I thought I was the only guy with this “habit”, but recently I’ve found that there’s several people that share it, including e.g. icculus from the Loki hall of fame ( https://twitter.com/icculus/status/823941166148292609 ).
In fact, some days, when I get very stressed, I tend to fire up an empty VM and install some old version of Windows or DOS, just to relax. Kind of works, for some weird reason.
Edited 2017-02-08 11:46 UTC
I have a nearly complete collection of DOS and Windows disc/diskette images, mostly legitimate from my own original physical media, with the gaps filled in from abandonware sites. At one time, back when I still ran XP as my main Windows OS, I had VMs for each generation of DOS and Windows. I’ve lost most of those VMs but I could redo each one from the installation media if I wanted to. Sadly, these days I have less time than ever for fun little side projects like that. Still, I’m a data hoarder so I’ll probably have those disk images until the day I die.
Microsoft appears to have never gotten any better nor any worse at marketing.
I still have a Dos 6/windows 3.11 VM for some old games it works great. I also have a Windows 98 one as well for some older 16bit games I still enjoy. I wouldn’t use them online but for casual gaming why not?
Same here, except on real hardware that still works. Do the math to find out how old all this stuff is, especially because (or why?) it still works as intended without any problem.
I remembered when Windows 3.1 appeared and we could make fun of it while multitasking on Amiga!
Wow. That’s good for a laugh.
I remember using OS/2 to run Windows 3 apps and multiline BBS and some other things.
But my best memory from that era is Windows Sound System 2.0 on Windows 3.11 (I think). A microphone, crude voice recognition and voice control over the computer. It worked quite well. I had it probably 3/4 of the routine things I did set up to be triggered by voice. It was nice, in the era of dial up and downloaded emails, I could walk in, wake up the computer, dial in to the internet, start email and download messages, and about 4 other things. Then when I was ready, i could sit down and everything was already downloaded and waiting for me. It was pretty slick.
And then Windows 95 came out and all of that stopped working. Oh well, “progress.”
By the way, was that Hal Sparks (on Disney now) at the beginning introducing the creative types? Kind of looks like him – I had to look up his name. My daughter likes the show he’s in on Disney.
When I feel nostalgic, I open Firefox and visit archive.org. Runs straight in the browser, no VM needed:
https://archive.org/details/win3_stock
There were four 3.1x variants – Windows and Windows for Workgroups, each in 3.1 and 3.11.
WfW 3.11 was noticeably different from the other three (eg File Manager buttons, and not having standard (286) mode), and some patches were released in two versions – one for WfW 3.11 and one for the other three.
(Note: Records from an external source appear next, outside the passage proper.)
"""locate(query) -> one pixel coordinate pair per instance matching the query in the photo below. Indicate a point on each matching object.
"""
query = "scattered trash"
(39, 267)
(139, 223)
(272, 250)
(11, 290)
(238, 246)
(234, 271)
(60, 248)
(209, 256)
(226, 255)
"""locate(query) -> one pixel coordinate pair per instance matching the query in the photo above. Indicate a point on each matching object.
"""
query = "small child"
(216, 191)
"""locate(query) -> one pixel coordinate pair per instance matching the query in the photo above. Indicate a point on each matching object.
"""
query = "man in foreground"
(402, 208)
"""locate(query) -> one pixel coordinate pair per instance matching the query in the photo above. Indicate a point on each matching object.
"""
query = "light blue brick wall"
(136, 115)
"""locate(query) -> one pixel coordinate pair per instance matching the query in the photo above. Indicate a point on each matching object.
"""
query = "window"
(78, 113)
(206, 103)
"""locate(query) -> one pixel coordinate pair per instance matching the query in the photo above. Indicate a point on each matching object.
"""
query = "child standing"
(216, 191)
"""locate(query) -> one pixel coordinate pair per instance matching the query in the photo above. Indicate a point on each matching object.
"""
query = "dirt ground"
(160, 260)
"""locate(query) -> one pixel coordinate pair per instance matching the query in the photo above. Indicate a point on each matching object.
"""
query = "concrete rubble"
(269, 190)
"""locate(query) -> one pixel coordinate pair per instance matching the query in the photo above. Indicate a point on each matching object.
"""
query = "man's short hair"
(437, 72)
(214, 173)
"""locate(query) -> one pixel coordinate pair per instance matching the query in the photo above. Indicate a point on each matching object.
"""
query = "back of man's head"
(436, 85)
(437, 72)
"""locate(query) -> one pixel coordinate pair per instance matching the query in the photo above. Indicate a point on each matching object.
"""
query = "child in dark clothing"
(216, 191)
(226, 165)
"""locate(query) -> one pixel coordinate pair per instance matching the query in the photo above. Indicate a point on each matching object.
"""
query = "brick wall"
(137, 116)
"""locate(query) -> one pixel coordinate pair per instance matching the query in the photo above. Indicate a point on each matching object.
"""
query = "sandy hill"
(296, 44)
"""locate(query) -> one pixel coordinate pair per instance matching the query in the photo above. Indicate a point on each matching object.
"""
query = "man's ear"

I had WFWG 3.11 and Windows 95 on the same system, partitioned and hidden from each other using System Commander (anyone remember that?) and while Windows 95 had more Flash, I found WFWG 3.11 to be more stable. I’d turn to Windows 95 when I had time to play, but WFWG and Wordperfect 6.0B (for DOS) when I actually had to get real school work done. Getting dial-up networking set up in 3.11 was a real bitch though, because of the weird login/PPP hybrid my ISP used. Windows 95 handled that more easily, though didn’t stay connected as well as 3.11 did.